He querido que
pasen un par de días desde que ocurriera la salvaje muerte de un aficionado
radical del Deportivo de la Coruña el pasado domingo para intentar no escribir
ninguna barbaridad malsonante sobre estos tipos, porque es lo que realmente me
pide el cuerpo. Esta locura mental en la que viven los grupos ultras no es más
que un fiel reflejo de la sociedad maleducada sin valores en la que vivimos. Lógicamente a
todos nos apena que se pierda una vida humana de esta forma, pero no debemos
olvidar que el fallecido participaba de forma voluntaria en una pelea salvaje
contra unos radicales del Atlético de Madrid y que había sido detenido ya nueve
veces por hechos similares a los que provocaron su muerte. Es decir, que había comprado todas las papeletas posibles para que le ocurriera lo que ocurrió. Todos aquellos que
participaban en esta batalla campal son culpables de la muerte de Jimmy, y
cuando escribo todos quiero decir todos. He leído muchas muestras de
solidaridad con este grupo ultra llamado Riazor Blues, cuando realmente lo que
hay que hacer es aislarlos del resto de la sociedad e intentar que se rehabiliten
si quieren seguir acudiendo a los estadios de fútbol. Aunque creo que el fútbol
es lo que menos les importa. A este grupo, y al resto.
Hace tiempo que
vengo reclamando una profunda reflexión sobre todo lo que rodea al fútbol. He
tratado con ultras y siempre les pregunté si no es posible animar a tu equipo
sin tener que acordarte de los muertos del jugador rival y de la madre del
técnico visitante. Pues parece que no, según dicen y hacen. La masa es
demasiado apetitosa para que el ser humano saque lo más bajuno que lleva dentro
y lo grite a los cuatro vientos sin que nadie se sorprenda, amparado en el
supuesto derecho que te da haber pasado por la taquilla y pagar la entrada. ¿El público es soberano para protestar? Sí, pero hasta cierto límite. Si alguien gritara lo mismo en la Plaza Nueva una
mañana cualquiera que en un estadio seguro le daría vergüenza. Mucha. Y puede
que quienes le acompañen en ese momento incluso renieguen de él y digan al
resto de viandantes que no lo conocen de nada.

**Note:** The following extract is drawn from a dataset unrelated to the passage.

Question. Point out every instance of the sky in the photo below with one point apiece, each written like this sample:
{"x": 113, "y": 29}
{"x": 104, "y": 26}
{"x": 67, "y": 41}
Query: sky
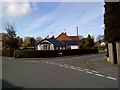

Extrapolen la situación, hagan
la prueba y díganme qué sienten. Pues eso es lo que deberíamos sentir todos, y
yo el primero: vergüenza. Les narro también una escena que viví hace dos
semanas en el Ramón Sánchez-Pizjuán. Un niño de unos diez años estaba de pie en
su asiento con los brazos abiertos mientras coreaba lo mismo que se escuchaba
desde la grada baja de gol norte: “Hijo de puta”. Se lo decían a un jugador rival. Ni su padre, supongo que lo
era, ni los mayores de edad que estaban con él le dijeron absolutamente nada.
La culpa es de todos. Reflexionemos, por favor. Qué vergüenza.